Ciò che conta, alla fine, sono l’emozioni suscitate. Quelle che restano dentro, e che, come uno sciame di api impazzite, vorticano ancora nella mia testa … o nella mia pancia, a seconda dei casi. L’adolescenza è una delle fasi più importanti ma difficili dell’esistenza umana. Se riflettiamo, ci guardiamo alle spalle, probabilmente inutili errori compiuti in passato non li compieremmo adesso, ma il Tempo è l’unico beneficio e passando in fretta suscita sempre qualche effetto.
L’autrice di questo piccolo libriccino avrebbe voluto sapere come comportarsi, quale decisione prendere quando era solo un’adolescente, ma non fu mai tutelata, compresa da nessuno, né tantomeno dai suoi amici o parenti, peggiorando ogni cosa, rendendola sempre più sola. Una ragazza qualunque avrebbe potuto essere qualunque se la sua vita non fosse stata imprigionata nel pozzo oscuro della sofferenza, delle incertezze, di svariate problematiche alimentari e fisiche se non fosse stata assaltata, depravata dal mondo esterno.
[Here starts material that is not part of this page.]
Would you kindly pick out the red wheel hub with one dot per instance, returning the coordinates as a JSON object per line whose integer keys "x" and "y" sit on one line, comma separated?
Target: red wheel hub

Il disagio innescato l’avrebbe condotta a sentirsi un’estranea, guardarsi con gli occhi di un altro, togliere qualunque costrizione e scappare in quella landa deserta che, giorno dopo giorno, Baek ha reso suo.
Questo romanzo non brilla di originalità, né per temi o situazioni di cui la sfortunata Baek sarà protagonista, in quanto di storie come queste ne leggo a bizzeffe, ma sono proprio i personaggi bizzarri di queste storie, avvolti in bolle di mistero, a tessere trame che meritano però la mia attenzione. Liberarsi dal senso di inquietudine e tristezza che solitamente caratterizzano certi romanzi, proiettati in uno spazio moderato e usuale, fa emergere però un inatteso senso di solidarietà tra lei e la sua anima.
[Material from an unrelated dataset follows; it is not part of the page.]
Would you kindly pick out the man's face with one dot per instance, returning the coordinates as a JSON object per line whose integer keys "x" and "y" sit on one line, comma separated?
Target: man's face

Captarne la bellezza, dunque, in qualcosa che non è fosforescente, in ogni luogo e in una particolare aura di coinvolgimento, questo piccolo libriccino avvolse comunque le mie piccole membra inducendomi così a nutrire una certa tenerezza nei riguardi di questa fragile ragazza, caratterizzata da un filo di drammaticità, camuffandosi fra i dolorosi ricordi di una piccola donna che ha sempre voluto essere piccola, invisibile agli occhi. Incompresa, perennemente consapevole di essere estranei alla realtà che li circonda, rifugiandosi così fra le pagine di un libro o, in questo caso, di un diario. Aspirando così ad una vita per nulla pretenziosa ma soddisfacente e desiderare di trovare qualcuno che possa capirli e farli sentire se stessi. La persona giusta da cui trarre conforto o “rimedio”, a seconda dei casi.
Niente di raffinato e straordinario, in cui l’intimità resta reclusa fra le solide celle della stessa Baek, Vorrei farla finita ma anche mangiare toppokki non raggiunge l’apice della luminosità, quanto essa stessa è smorzata sin dal principio. E non riesce a splendere nemmeno quando si prende consapevolezza di conflitti fra il desiderio di essere integrati nel mondo degli << altri >> e il bisogno irrinunciabile di essere se stessa, che non ha nemmeno evidenziato una particolare sintonia fra autrice, la propria esperienza e l’incapacità di ricevere chi la circonda, chi avrebbe voluto aiutarla. Ma rappresentazione perfetta di una realtà assolutamente tattile, ambigua, controversa che è un’altra zona illuminata nella tela della luce. Un piccolo bagliore che a modo suo ha potuto splendere.